If all this makes it sounds as though Shiv was a feminist, though, don’t be fooled. She was, after all, the one who persuaded a woman who was sexually assaulted on a Waystar Royco cruise ship not to testify. Her battle against the tidal wave of misogyny she faced was not for the greater good, only her own. And, until the final season, she arrogantly believed that she might be winning.
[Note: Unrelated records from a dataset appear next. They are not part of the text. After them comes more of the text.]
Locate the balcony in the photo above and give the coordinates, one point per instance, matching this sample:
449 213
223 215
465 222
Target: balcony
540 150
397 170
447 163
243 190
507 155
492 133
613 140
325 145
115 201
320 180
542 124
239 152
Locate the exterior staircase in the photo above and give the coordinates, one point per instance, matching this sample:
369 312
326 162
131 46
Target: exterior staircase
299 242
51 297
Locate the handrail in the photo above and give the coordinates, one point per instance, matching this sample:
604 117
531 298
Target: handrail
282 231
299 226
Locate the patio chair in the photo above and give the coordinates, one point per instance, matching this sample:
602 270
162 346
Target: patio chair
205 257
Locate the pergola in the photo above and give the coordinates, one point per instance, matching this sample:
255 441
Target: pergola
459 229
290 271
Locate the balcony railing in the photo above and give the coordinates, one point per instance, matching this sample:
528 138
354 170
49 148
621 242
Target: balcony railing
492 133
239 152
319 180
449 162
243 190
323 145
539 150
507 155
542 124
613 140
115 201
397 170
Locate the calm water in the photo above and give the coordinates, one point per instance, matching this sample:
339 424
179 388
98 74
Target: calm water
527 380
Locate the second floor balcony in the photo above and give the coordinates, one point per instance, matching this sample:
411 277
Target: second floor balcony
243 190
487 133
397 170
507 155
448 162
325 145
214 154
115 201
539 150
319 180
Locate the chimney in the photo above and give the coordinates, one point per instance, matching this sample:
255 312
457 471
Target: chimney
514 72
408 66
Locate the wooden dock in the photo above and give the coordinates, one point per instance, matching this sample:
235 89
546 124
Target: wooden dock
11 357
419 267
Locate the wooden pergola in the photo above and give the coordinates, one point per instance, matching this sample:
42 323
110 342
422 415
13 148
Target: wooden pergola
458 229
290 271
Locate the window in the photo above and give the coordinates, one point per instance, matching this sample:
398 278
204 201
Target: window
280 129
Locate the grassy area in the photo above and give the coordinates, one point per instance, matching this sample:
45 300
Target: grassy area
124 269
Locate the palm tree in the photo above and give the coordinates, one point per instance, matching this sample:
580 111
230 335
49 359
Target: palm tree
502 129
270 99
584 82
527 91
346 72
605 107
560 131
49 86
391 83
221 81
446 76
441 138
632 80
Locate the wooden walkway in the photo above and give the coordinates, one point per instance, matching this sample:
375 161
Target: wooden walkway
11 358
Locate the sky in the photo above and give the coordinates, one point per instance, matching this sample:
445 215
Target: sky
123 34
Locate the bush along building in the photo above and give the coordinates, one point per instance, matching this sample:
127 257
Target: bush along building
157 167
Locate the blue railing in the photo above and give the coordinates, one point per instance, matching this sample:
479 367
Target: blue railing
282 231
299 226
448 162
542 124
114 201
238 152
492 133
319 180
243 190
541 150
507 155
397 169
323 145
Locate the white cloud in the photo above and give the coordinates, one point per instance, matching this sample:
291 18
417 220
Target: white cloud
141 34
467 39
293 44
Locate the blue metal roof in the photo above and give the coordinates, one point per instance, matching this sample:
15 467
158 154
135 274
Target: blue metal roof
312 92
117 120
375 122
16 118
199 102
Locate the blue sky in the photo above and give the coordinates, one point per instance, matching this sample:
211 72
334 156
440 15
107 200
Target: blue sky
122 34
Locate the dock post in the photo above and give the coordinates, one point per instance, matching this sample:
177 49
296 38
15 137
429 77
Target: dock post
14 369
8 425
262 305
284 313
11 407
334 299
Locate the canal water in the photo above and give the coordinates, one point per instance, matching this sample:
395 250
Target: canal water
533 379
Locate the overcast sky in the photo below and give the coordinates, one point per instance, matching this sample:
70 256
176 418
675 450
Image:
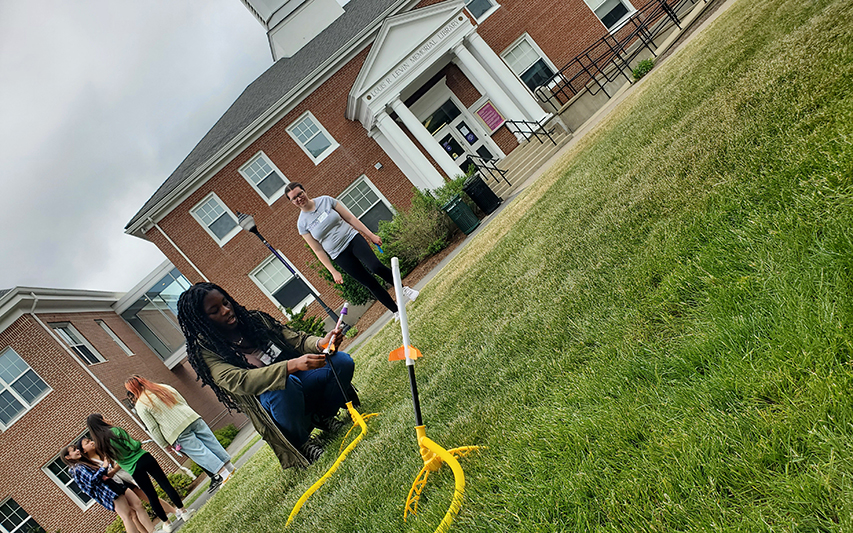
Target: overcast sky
100 100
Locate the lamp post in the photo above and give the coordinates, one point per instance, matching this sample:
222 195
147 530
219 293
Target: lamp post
247 222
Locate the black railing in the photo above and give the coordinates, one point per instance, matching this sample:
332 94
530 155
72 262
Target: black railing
490 167
610 57
530 129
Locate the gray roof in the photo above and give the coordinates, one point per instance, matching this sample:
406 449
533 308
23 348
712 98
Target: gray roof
270 87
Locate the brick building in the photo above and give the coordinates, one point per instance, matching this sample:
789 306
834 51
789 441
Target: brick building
65 354
366 100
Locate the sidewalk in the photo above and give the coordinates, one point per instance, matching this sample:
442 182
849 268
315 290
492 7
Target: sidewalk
247 433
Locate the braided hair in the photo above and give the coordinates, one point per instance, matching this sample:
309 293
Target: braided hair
201 333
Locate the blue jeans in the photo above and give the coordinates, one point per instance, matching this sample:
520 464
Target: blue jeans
307 393
200 445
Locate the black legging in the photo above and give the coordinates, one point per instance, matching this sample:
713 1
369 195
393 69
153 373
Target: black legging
359 261
148 465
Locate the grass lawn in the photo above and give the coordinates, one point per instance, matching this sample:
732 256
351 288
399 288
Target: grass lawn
655 336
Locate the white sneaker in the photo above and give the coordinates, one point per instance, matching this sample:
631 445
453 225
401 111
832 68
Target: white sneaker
411 293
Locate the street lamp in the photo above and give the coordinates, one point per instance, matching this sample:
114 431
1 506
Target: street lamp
247 222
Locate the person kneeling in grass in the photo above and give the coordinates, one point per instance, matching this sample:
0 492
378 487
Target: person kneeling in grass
276 375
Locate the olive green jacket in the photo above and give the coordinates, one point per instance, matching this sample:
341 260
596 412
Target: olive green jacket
245 384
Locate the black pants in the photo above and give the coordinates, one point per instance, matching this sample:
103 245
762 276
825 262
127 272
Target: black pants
148 465
359 261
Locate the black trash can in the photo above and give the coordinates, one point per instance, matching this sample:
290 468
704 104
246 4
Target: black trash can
461 214
482 194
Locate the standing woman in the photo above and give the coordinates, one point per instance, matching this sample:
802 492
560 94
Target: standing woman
277 376
170 420
128 453
95 482
330 230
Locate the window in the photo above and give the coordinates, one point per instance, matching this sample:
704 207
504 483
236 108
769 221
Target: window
216 218
312 137
78 343
154 316
57 471
529 63
20 387
264 177
366 203
13 519
480 9
114 337
280 285
611 12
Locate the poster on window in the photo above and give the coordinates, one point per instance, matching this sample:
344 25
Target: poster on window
490 116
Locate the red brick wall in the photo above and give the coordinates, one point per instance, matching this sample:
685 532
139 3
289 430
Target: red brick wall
59 418
119 366
561 29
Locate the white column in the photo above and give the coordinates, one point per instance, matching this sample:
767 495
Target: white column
506 78
450 168
486 83
406 155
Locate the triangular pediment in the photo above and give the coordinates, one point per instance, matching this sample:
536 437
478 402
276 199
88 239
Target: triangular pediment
399 36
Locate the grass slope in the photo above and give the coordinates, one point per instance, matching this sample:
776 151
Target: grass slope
656 336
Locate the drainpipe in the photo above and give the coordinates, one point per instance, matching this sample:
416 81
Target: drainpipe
53 335
187 259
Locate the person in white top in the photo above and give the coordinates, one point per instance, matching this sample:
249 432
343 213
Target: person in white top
333 233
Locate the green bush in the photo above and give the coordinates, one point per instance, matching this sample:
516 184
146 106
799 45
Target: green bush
643 68
311 325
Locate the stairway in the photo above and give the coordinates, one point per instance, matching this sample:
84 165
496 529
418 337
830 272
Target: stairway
526 159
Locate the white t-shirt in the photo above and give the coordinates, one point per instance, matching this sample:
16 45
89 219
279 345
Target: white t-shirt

It was her pregnancy that finally brought about a reality check. In her bid to become the company’s new American CEO, she told Matsson that she’d be “one of those hard bitches who takes 36 hours of maternity leave, emailing through her vanity caesarean,” but she knew that her ability to run with the men had been compromised in their eyes, and the unspoken knowledge that ran through the final episode is that she couldn t take over where Logan left off, because she was about to pop a baby out. Nor could she be the American CEO, because Matsson was worried that he wanted to sleep with her—a sex object or a walking womb.
Shiv’s was a story about a girl who played the rules of a misogynistic world and was swallowed whole by them. Who was so busy trying to become her father, that she didn’t realize her only option was to become her mother instead—a squirming fish caught on a line, unable to break free of her biological destiny, and the men who could never hold a whole woman in their heads.